Also it looks like you need (8) 4.5 inch 5/16" lag screws, not bolts, correct?
BTW, the best outdoor table project I have found anywhere.
CarlS (author)  aggrady2 years ago
Thanks - good point on the lag screws - updated the text.

I guess I should admit now that I have yet to attach the top! :-) It has worked fine for a couple years, except for the rare surprise when we move the table. :-)

If I get around to it, I think I would screw up from below (with drywall screws), being careful that the screw tip does not protrude from the top. A stronger connection would be from above, but then the holes would need to be counter-sunk and filled in. Both common approaches.
jeffeb34 years ago
I'm interested in the finishing (staining) you did with these pine boards.  Pine is very appealing to me, but I am not sure if it will hold up over time.  What sealing did you do, and how well has it worked? Did you do any of the finish before assembly? I live in Colorado, and we get a lot of sun, and a lot of snow, so I'm a bit worried.
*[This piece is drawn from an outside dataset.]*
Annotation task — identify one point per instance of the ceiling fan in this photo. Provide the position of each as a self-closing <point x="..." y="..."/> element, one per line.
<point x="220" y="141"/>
BTW, very nice looking table, I'm thinking I'll make one a bit more square to fit on my patio.
CarlS (author)  jeffeb34 years ago
Thanks.  We just used a solid exterior stain (2 coats) - not sure how it will hold up, but the stain is pretty thick - pretty much like paint.  We painted it after it was built - the top separate from the base.  Good luck with yours!
very nicely done / designed - i think it form and function are well met . . . cool
jbrecken5 years ago
Is that (11) correct? It looks like there are only 5 pieces of 1x4 in the table top, that would only need 3 1/2 6-foot boards.
CarlS (author)  jbrecken5 years ago
Thanks - good catch. I changed it to just four of them. I also re-calculated the 1x2s - had made a few trips to the store and lost track. :-)
I have always love trestle style tables, but the angled hole and peg design always caused me to hold back from making one. I was never confident enough in my woodworking skills to try it. This gives me new hope!
omnibot5 years ago
That is really nice. Makes me wish I had a garden to put it in.
valamas5 years ago
Fantastic, you have given me some great ideas.